El asesinato de Charlie Kirk, activista conservador y fundador de Turning Point USA, ocurrido el pasado 10 de septiembre en la Universidad del Valle de Utah, ha generado una ola de reacciones intensas y controversias en múltiples frentes.
Hay quienes han reaccionado con indiferencia o incluso con alegría, lo cual revela una profunda herida en nuestra sociedad. No han faltado los que han intentado justificar el asesinato por razones ideológicas, olvidando que el mal nunca puede ser justificado.
Ante esto, los cristianos no podemos caer en la trampa del revanchismo, de la intransigencia, de la beligerancia. Eso es precisamente lo que algunos pretenden; pues, si lo hacemos, perderíamos nuestra esencia, nuestra fe.
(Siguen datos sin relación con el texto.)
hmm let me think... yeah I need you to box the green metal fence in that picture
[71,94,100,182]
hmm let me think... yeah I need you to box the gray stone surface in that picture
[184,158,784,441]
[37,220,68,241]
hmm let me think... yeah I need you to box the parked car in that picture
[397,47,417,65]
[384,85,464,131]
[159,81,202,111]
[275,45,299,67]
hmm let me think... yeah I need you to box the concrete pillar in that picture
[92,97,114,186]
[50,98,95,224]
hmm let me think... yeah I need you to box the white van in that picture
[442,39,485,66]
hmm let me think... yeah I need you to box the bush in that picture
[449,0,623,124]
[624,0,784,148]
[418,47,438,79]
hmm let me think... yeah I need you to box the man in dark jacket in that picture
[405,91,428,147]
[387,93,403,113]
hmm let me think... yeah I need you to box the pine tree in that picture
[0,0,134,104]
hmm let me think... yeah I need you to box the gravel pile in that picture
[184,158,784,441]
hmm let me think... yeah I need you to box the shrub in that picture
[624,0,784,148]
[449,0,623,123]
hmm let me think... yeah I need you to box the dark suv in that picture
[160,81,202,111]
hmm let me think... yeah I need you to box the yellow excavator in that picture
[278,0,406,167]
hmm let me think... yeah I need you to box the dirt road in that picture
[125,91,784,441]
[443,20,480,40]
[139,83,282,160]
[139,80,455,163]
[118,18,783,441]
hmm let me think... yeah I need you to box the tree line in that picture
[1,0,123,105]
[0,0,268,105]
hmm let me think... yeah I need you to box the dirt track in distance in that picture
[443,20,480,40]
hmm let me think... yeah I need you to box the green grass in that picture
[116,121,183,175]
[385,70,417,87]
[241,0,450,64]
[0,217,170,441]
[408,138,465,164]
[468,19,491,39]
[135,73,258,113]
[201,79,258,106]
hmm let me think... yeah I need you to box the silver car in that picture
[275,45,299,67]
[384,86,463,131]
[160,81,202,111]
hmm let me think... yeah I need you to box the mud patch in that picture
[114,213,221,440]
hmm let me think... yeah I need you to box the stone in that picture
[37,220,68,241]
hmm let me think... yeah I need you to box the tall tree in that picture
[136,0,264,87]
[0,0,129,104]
Ya no seríamos seguidores de Cristo, sino unos fanáticos: talibanes.
Robinson, el asesino, confesó en mensajes a su pareja que había planeado el crimen durante más de una semana, motivado por el “odio” que sentía hacia Kirk. Lo que Charlie defendía era lo siguiente: “La familia es la célula básica de la civilización. Si la destruyes, destruyes todo lo demás”; “No hay nada más revolucionario hoy que decir la verdad sin pedir permiso”; “No me importa cómo me llamen. Si defender la vida me convierte en extremista, entonces lo soy”. Se declaraba creyente.
Hay mucha gente sencilla y buena, tremendamente confundida y aturdida. No se explican la deriva de la sociedad, de la cultura, de la política. Son ciudadanos que callan, que rechazan la violencia, que sufren y están profundamente heridos. Pero la historia reciente nos recuerda lo mal que pueden terminar las confrontaciones. No podemos pagar con la misma moneda. ¿Entonces debemos callar, aguantarnos, dejar que nos pisoteen, poner la otra mejilla? ¿Qué podemos hacer?
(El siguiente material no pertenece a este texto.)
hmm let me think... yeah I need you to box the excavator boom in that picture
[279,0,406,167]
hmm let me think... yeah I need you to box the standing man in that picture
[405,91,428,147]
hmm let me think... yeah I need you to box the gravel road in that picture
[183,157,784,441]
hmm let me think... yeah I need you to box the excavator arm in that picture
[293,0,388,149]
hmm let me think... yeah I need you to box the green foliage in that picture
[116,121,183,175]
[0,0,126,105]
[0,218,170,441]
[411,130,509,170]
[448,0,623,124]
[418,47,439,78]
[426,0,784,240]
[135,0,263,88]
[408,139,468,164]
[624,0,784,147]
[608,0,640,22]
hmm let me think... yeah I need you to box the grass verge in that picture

No es tan difícil: mirar a Cristo, ser cristianos de verdad, seguir sus enseñanzas. En esto sí podemos ser radicales: hacer lo que Jesús haría, lo que espera de nosotros, lo que hace en nosotros si le dejamos. San Pablo hablaba de ser otro Cristo, el mismo Cristo: “No soy yo el que vive, sino que es Cristo quien vive en mí”. Pienso que hemos olvidado lo auténtico y genuino del cristianismo, que no es cumplir unas normas ni quedarnos en sentimientos bonitos, sino encontrarnos con Cristo y dejarle actuar en nosotros.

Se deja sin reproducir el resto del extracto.